Wat is ablatie? Dit wil je weten over deze behandeling van hartritmestoornissen
In 2021 hadden 221.700 vrouwen last van een hartritmestoornis. Bij zo’n hartritmestoornis slaat je hart te langzaam of juist te snel. Daarnaast kan je hart ook onregelmatig slaan. Er zijn verschillende behandelingen mogelijk bij hartritmestoornissen, waaronder ablatie. Dit wil je weten over deze behandelmethode.
Bij hartritmestoornissen klopt je hart op een andere manier dan normaal. Het ritme is afwijkend: te snel, te langzaam of onregelmatig. Dit kan af en toe voorkomen, maar in dat geval hoef je je niet meteen zorgen te maken. Als je hart anders klopt op momenten waarop je het niet verwacht, bijvoorbeeld heel snel terwijl je rustig zit, kan er sprake zijn van een ritmestoornis.
Wat is ablatie?
Bij hartritmestoornissen is de elektrische aansturing van het orgaan verstoord. Hierdoor ontstaan prikkels op de verkeerde plekken. Ook kunnen die prikkels de verkeerde route over het hart volgen. Dat is waar de behandeling ablatie in het spel komt. Als een arts dit doet, zal hij het hartweefsel beschadigen. Dit gebeurt niet zomaar, maar juist op de plekken waar de prikkels langskomen. UMC Utrecht legt uit hoe dit in zijn werk gaat: met een speciale katheter wordt een stukje van het hartweefsel verhit of bevroren. Hierdoor ontstaan littekens en kunnen de elektrische prikkels deze weg niet meer volgen.
Wanneer kom je in aanmerking voor ablatie?
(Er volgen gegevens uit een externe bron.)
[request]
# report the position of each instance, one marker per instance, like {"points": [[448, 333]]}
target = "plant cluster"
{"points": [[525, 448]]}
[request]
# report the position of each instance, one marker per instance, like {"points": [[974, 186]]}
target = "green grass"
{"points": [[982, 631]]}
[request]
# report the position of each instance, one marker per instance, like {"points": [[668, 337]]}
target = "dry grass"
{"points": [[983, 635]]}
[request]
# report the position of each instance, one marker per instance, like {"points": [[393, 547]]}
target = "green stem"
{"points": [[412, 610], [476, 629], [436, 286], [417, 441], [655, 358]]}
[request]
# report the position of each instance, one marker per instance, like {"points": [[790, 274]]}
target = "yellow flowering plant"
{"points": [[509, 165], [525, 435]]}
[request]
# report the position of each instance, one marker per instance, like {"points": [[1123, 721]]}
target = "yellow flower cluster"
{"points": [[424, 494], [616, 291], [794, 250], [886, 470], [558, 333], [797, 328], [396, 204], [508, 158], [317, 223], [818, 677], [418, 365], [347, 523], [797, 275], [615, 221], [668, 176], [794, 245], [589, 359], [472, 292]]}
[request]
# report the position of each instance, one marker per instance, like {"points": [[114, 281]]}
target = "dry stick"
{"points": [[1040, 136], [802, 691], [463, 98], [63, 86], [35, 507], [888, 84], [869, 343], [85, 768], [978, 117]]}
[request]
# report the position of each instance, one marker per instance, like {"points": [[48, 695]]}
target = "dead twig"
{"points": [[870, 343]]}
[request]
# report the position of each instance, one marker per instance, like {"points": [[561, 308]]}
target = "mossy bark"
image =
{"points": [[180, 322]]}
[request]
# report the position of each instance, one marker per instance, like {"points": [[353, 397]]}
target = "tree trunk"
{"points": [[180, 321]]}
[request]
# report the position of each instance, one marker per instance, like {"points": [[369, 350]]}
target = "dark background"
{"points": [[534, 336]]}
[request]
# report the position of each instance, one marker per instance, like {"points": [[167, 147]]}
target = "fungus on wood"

Ablatie wordt niet zomaar en ook niet bij iedereen uitgevoerd. Je moet in aanmerking komen voor de behandeling. Dit is het geval als patiënten met hartritmestoornissen veel klachten hebben of de hartritmestoornis ernstige gevolgen kan hebben. Ook als andere behandelingen niet het gewenste of onvoldoende resultaat geven of medicijnen niet helpen of vervelende bijwerkingen geven, kan ablatie volgens de Hartstichting toegepast worden.
De behandeling
Tijdens de ablatie maakt een arts littekens. Dit kan op twee manieren: door te verhitten met radiofrequente energie (RF-ablatie) of door te bevriezen (cryo-ablatie). Deze littekens worden gemaakt met katheters (slangetjes). Deze bevatten een elektrode die door de bloedvaten naar je hart gaan. Zodra in kaart is gebracht waar de ritmestoornis zich precies bevindt, begint de cardioloog met de behandeling. Omdat het gaat om een operatie die heel precies uitgevoerd moet worden, kan deze lang duren, meestal zo’n twee tot vier uur. Tijdens de behandeling kun je een warm of branderig gevoel ervaren, en soms ook pijn. Zodra je merkt dat het pijnlijk is, is het belangrijk om dit aan te geven, zodat je iets kunt krijgen tegen deze pijn.
Om te testen of de hartritmestoornis na de ablatie weg is, wordt een test gedaan. Met medicijnen wordt een hartritmestoornis opgewekt, iets wat vervelend en onprettig kan zijn. Is de hartritmestoornis inderdaad weg? Dan mag je waarschijnlijk de volgende dag weer naar huis. Wel moet je rustig aan doen vanwege de wond. Goed om te weten: na de behandeling kun je in de eerste paar maanden nog ritmestoornissen voelen. De wondjes moeten dan echte littekens worden en geen prikkels meer geleiden. Je mag dus waarschijnlijk niet meteen stoppen met medicatie.
Wat zijn de risico’s van ablatie?
Volgens de Hartstichting is katheterablatie een veilige ingreep. De cardioloog gebruikt röntgenstraling, maar een lage dosis. Deze heeft (vrijwel) geen schadelijke gevolgen. Risico’s die bij ablatie komen kijken, zijn met name degene die samenhangen met katheterisatie. Dat zijn de volgende:
- Bloedstolsels die losschieten, met het risico op een beroerte
- Het ontstaan van een ritmestoornis
- Een bloeding op de plek waar de ader aangeprikt is
Toch zijn er ook risico’s die specifiek zijn voor ablatie. Zo kan een gaatje in het hart ontstaan, waardoor een bloeding in het hartzakje optreedt. Maar volgens de Hartstichting komt dit in slechts één procent van de gevallen voor. Daarnaast kan ook de AV-knoop beschadigd raken, al is de kans hierop heel klein. Deze knoop bevindt zich tussen de boezem en hartkamer en verspreidt de prikkels die binnenkomen over de hartkamers.